Au Brésil, le Projet thématique "Génome fonctionnel de Schistosoma mansoni appliqué au développement de vaccins" s'achèvera en janvier 2010, après 5 années de travail. L'objectif était d'accroître l'étendue des connaissances pour la mise au point d'un vaccin contre la bilharziose. Le projet, coordonné par le Professeur Luciana Cezar de Cerqueira Leite, de l'Institut Butantan à São Paulo, a utilisé comme base le séquençage réalisé par le projet "Génome Schistosoma mansoni", financé par la FAPESP dans le cadre du réseau Onsa (Organisation pour le Séquençage et l'Analyse de Nucléotides), un réseau virtuel de laboratoires en génomique de l'Etat de São Paulo.
Dans le transcriptome du parasite Schistosoma, près de 55% des séquences obtenues codaient pour des protéines de fonctions inconnues. Elles ne rencontraient pas d'équivalents dans les bases de données existantes, ce qui peut signifier qu'elles assument des fonctions spécifiques du parasite qui doivent encore être découvertes. Les chercheurs ont utilisé la méthode de la vaccinologie réverse, qui part de l'analyse bioinformatique du génome entier, en balayant une grand quantité de gènes codant pour des protéines, afin d'identifier quels sont ceux qui ont un potentiel d'interaction avec le système immunologique de l'organisme, et donc d'induction d'une réponse immunologique protectrice.
L'application de la vaccinologie réverse au cas du parasite Schistosoma mansoni s'est révélée plus complexe car les outils de bioinformatique existants ne sont pas aussi performants que ceux qui s'appliquent au cas des bactéries. Luciana Cezar de Cerqueira Leite explique : "Il s'agit d'un organisme très complexe. Cela est différent de l'analyse (transcriptionnelle) de gènes de bactéries, par exemple, qui ont des séquences continues." C'est pour cette raison que le séquençage du génome du parasite ne s'est achevé qu'en 2009 et qu'il comporte encore quelques lacunes.

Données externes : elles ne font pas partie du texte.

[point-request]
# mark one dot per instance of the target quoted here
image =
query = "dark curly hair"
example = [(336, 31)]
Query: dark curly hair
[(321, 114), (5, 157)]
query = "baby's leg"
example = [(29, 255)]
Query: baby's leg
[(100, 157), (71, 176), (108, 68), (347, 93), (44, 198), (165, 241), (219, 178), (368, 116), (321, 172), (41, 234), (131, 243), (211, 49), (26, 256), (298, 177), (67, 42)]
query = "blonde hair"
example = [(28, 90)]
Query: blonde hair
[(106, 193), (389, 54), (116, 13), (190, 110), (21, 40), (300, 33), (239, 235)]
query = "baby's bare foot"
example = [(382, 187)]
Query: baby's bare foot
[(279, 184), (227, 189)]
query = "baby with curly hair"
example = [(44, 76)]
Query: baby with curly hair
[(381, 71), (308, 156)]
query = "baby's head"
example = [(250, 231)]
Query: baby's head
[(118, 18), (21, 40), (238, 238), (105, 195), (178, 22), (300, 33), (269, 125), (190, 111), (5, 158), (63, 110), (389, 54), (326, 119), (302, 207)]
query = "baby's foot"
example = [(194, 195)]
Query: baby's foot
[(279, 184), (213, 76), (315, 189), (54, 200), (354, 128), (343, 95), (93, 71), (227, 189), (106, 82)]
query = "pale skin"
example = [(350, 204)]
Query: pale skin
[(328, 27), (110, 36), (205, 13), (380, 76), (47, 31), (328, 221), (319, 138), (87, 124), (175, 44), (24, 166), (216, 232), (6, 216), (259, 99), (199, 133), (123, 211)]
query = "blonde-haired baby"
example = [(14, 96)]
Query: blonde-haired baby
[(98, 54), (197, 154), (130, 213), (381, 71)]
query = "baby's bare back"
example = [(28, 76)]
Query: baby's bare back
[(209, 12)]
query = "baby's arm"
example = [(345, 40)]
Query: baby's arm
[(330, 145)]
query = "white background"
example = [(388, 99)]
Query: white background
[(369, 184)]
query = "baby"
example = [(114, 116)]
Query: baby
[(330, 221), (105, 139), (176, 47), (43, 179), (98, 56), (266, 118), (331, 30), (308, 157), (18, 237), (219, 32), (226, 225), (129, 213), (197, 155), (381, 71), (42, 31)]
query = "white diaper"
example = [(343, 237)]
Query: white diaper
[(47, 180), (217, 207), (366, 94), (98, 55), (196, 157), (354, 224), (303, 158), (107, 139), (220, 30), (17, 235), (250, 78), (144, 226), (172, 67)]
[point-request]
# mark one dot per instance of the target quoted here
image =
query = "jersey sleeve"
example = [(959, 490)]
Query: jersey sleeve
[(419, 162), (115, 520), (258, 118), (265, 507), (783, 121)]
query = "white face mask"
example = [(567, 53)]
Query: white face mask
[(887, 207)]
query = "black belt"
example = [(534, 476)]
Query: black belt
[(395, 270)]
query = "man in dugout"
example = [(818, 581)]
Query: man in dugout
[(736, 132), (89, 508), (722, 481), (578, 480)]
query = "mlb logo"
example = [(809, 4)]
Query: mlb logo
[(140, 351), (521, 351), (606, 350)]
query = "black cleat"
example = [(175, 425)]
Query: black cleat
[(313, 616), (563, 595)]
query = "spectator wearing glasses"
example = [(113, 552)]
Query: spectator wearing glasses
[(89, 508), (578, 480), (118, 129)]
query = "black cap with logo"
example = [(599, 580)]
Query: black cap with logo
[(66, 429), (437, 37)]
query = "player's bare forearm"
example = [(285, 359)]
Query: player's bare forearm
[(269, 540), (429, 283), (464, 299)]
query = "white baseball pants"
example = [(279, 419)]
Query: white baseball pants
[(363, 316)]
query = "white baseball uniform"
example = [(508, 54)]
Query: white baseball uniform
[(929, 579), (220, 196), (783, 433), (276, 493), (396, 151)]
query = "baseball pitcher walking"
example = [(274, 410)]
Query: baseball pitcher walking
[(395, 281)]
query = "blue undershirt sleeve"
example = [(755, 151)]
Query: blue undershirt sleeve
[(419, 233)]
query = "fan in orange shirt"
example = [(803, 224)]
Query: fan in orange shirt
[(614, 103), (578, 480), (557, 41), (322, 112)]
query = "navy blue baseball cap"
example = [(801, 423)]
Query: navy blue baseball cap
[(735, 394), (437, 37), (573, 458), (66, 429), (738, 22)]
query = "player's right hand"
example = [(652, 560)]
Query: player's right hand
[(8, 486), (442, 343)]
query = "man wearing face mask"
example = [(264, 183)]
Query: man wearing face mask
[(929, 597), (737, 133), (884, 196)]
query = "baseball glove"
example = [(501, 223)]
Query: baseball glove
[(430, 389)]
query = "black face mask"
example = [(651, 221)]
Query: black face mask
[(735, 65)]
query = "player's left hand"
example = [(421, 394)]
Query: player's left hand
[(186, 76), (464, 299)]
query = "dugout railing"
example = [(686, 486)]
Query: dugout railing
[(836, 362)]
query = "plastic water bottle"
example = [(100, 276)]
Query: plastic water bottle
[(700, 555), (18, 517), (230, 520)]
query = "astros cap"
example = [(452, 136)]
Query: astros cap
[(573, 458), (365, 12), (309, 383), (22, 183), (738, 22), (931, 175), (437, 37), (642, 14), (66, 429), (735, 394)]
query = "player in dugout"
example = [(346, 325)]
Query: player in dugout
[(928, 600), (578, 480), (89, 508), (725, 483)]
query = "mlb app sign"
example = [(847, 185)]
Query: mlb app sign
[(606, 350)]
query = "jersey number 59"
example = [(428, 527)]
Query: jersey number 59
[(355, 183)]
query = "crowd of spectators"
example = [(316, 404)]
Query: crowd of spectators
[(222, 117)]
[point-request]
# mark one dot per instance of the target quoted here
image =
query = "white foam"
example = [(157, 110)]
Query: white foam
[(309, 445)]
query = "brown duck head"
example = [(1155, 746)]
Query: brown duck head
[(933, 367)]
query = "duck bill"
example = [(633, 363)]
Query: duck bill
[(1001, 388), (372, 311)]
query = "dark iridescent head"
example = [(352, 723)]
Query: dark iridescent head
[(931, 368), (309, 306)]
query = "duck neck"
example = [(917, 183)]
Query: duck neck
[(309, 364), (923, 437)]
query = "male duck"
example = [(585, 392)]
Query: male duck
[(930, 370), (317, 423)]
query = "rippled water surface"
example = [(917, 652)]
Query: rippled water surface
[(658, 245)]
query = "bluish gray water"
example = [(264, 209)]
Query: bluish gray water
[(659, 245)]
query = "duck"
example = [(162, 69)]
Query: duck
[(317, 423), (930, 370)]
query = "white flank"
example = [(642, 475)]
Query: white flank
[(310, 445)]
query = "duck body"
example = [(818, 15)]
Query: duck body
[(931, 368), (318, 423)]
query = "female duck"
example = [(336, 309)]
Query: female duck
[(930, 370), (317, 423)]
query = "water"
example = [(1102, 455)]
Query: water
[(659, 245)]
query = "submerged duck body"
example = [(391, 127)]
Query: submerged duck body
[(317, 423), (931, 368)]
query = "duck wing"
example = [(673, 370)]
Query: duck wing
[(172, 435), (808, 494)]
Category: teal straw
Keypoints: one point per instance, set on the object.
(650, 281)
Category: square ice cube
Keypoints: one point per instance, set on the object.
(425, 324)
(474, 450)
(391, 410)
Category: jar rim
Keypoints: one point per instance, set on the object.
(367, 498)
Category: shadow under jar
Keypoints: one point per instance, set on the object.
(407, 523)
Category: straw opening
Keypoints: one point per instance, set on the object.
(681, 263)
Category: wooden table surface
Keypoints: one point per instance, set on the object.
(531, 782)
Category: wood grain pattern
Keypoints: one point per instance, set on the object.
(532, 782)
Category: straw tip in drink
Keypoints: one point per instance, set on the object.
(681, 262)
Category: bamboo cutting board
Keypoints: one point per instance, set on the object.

Par le moyen d'outils bioinformatiques, l'équipe de chercheurs de l'Institut Butantan a sélectionné 30 gènes codant pour des protéines afin d'en investiguer le potentiel de protection de l'organisme. Ces antigènes furent testés en utilisant la technique du vaccin d'ADN. A la différence des vaccins traditionnels composés par des protéines ou des bactéries mortes ou atténuées, les vaccins d'ADN investissent les plasmides à l'intérieur même de la propre cellule de l'individu, où sont produites les protéines. Ce seront ces protéines nouvelles qui induiront la réponse immunitaire.
Les essais pour attester de l'efficacité de la méthode prennent en moyenne 4 mois et sont réalisés sur des souris. Des lots de souris immunisées et non immunisées sont mises en contact avec le parasite, et le taux de protection par le vaccin d'ADN est calculé. Sur les 30 gènes testés, six gènes ont montré un potentiel de protection supérieur, et des études approfondies réalisées ultérieurement ont confirmé le caractère protecteur pour trois de ces gènes. Cependant, étant donné la complexité du parasite, les chercheurs estiment qu'il sera nécessaire d'établir une combinaison de plusieurs antigènes pour fabriquer un vaccin qui soit réellement efficace contre la maladie.
Les recherches continuent et l'équipe du Professeur Luciana Cezar de Cerqueira Leite prépare déjà un nouveau projet pour donner suite aux avancées obtenues à ce jour.